The bald truth for Bob Jones about proposed police force budget increase

Labour Police Commissioner Bob Jones had to persuade a group of politicians from across the West Midlands not to veto his plans for a three per cent rise in the police precept on council tax.

Bob Jones

A political row over next year's West Midlands Police budget bore all the hallmarks of the proverbial two bald men fighting over a comb.

Labour Police Commissioner Bob Jones had to persuade a group of politicians from across the West Midlands not to veto his plans for a three per cent rise in the police precept on council tax.

Now that the Government has decided that the top council tax rise before a referendum is two per cent, this increase to the force’s budget seems doomed.

Bearing in mind the Government grant covers almost £500 million of the constabulary’s £560 million annual budget there is very little dependence on the council tax income anyway.

So the 643,000 West Midlands households are currently billed an average £102.43 a year for policing and Mr Jones wanted this to rise to £105.50 – which, although an inflation busting three per cent increase, amounts to about 6p a week he argued.

But Conservative councillors on the crime panel, Birmingham’s Deirdre Alden and Solihull’s Ken Meeson argued that this would impact on ‘hard pressed families’ and the Commissioner should find the money elsewhere – perhaps in the reserves which the force treasurer had already admitted are ‘embarrassingly high’.

Coun Alden argued for a modest 1.5 per cent increase, so that’s 3p per week, and using £900,000 from the reserves to plug the gap.

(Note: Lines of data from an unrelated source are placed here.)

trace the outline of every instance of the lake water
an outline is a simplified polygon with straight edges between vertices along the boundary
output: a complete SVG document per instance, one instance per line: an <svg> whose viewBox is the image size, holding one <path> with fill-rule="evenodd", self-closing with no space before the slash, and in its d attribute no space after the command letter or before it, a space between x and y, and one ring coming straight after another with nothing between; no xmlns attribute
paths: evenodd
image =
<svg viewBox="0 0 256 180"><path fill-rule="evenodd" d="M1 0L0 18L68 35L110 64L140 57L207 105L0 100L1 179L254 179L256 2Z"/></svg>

Setting aside that it is rarely advised to use cash reserves to fund revenue spending, Bob pointed out the £150 million reserves are already earmarked for various things including redundancy and equal pay, capital spending, contingencies – such as riots – and that he plans to spend about £60 million on a recruitment and training drive. The money is clearing buring a hole in their collective pockets.